Takuro Yamashita is the main character in Unagi or The Eel, which was directed by Shohei Imamura and released in 1997. He has a pet eel who he talks to because he murdered his wife, so he can’t talk to her anymore. He murdered his wife because when he would go away on fishing trips and couldn’t see her, she would sleep with another man. He spent eight years in prison after the murder, where he kept the eel in a pond. Pets weren’t allowed but the guards pretended it was theirs. Once he accepts his murderous past and falls in love with someone new, he doesn't need to talk to the eel anymore, so he releases the eel into the river. He explains one more thing to the eel before it goes, which is that he and the eel are connected because they have both experienced a confusing paternity issue.
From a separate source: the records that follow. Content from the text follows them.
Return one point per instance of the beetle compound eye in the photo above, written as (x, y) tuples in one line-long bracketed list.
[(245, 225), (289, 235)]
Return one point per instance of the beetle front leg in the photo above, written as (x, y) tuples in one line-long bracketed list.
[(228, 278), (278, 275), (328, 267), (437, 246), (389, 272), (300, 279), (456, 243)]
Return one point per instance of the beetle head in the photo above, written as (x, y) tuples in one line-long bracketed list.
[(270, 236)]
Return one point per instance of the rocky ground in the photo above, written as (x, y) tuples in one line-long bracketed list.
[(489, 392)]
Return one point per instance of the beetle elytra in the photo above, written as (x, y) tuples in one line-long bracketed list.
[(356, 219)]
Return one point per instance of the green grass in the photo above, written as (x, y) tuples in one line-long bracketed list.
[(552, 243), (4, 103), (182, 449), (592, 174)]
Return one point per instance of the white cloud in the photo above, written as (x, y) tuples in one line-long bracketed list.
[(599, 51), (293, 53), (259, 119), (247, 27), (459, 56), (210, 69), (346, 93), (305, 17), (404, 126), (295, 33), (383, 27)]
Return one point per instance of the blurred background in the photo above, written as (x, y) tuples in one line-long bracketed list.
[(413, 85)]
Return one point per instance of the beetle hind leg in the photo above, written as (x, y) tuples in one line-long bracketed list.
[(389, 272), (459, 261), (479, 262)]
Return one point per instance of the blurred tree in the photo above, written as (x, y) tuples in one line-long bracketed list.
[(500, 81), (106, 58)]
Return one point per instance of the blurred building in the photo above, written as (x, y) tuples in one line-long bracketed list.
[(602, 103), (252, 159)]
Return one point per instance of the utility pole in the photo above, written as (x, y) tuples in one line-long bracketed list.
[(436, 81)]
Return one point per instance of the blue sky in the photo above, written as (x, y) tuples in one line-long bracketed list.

The eel’s issue is that it doesn't know which sperm fertilized it when it was still an egg.* Takuro Yamashita’s issue is that he cannot tell anyone that the sperm that fertilised the egg inside the woman he’s now in love with was originally inside a man who he doesn’t like and who punched him. But he’s going to raise the child anyway and keep the paternity a secret. He tells the eel about their connection while standing in the boat after putting the eel back in the river.
*It’s not clear which sperm fertilised any egg that goes on to be an eel, because they have never been successfully bred in captivity. Captive female eels have given birth to live young, but the live young has never not died.